A craniotomy was prepared over the ventral brain stem as previously described in detail.²⁰ A portion of the dura mater was opened and suffused with artificial cerebrospinal fluid (temperature, 37°C; ionic composition [mmol/L], NaCl 132, KCl 2.95, CaCl₂ 1.71, MgCl₂ 0.65, NaHCO₃ 24.6, and D-glucose 3.69) that was bubbled continuously with appropriate gases to produce normal levels of pH and PCO₂. Blood vessel diameters were measured with a microscope equipped with a television camera coupled to a video monitor and image-shearing device (model 908, Instrumentation for Physiology & Medicine). The images were recorded on videotape for later analysis.

Experimental Protocol
We examined responses of the basilar artery to topical application of IRL 1620 (10^-10 to 10^-7 mol/L), a selective ET_B receptor agonist^{7 21} ; sodium nitroprusside (10^-8 and 10^-7 mol/L); and acetylcholine (10^-6 and 10^-5 mol/L). Dilatation of the basilar artery in response to IRL 1620 is not inhibited by an ET_A antagonist but is inhibited completely by a combined ET_A/ET_B receptor antagonist,⁹ suggesting that IRL 1620–induced dilatation of the basilar artery is mediated by activation of ET_B receptors.
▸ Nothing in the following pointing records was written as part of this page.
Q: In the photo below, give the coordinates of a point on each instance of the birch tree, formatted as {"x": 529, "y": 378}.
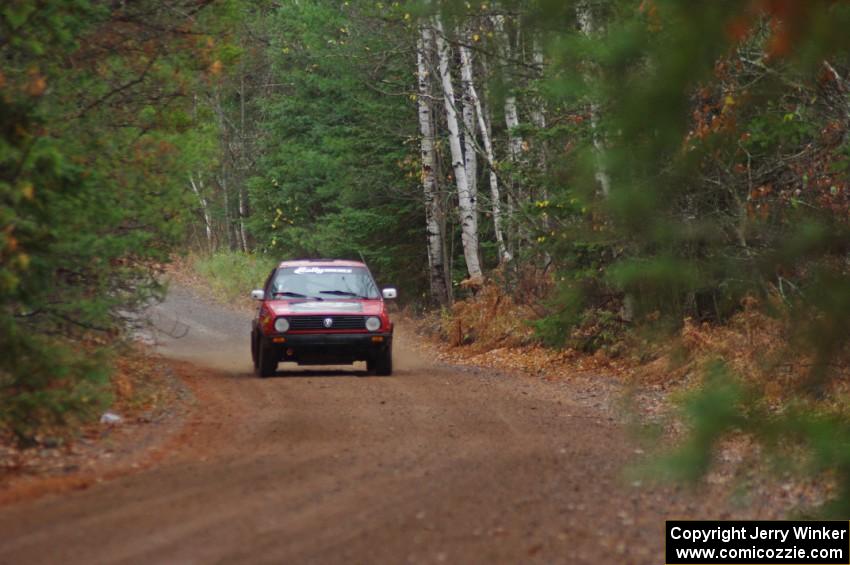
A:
{"x": 484, "y": 128}
{"x": 197, "y": 188}
{"x": 433, "y": 211}
{"x": 588, "y": 26}
{"x": 466, "y": 204}
{"x": 469, "y": 124}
Agonists were mixed in artificial cerebrospinal fluid and suffused over the craniotomy for 4 minutes. Basilar artery diameters were measured immediately before and during the last minute of application of each agonist. Responses to all agonists, including IRL 1620, were maximal by 3 minutes. After application of IRL 1620, sodium nitroprusside, or acetylcholine, the vessel returned to baseline diameter within 5 minutes.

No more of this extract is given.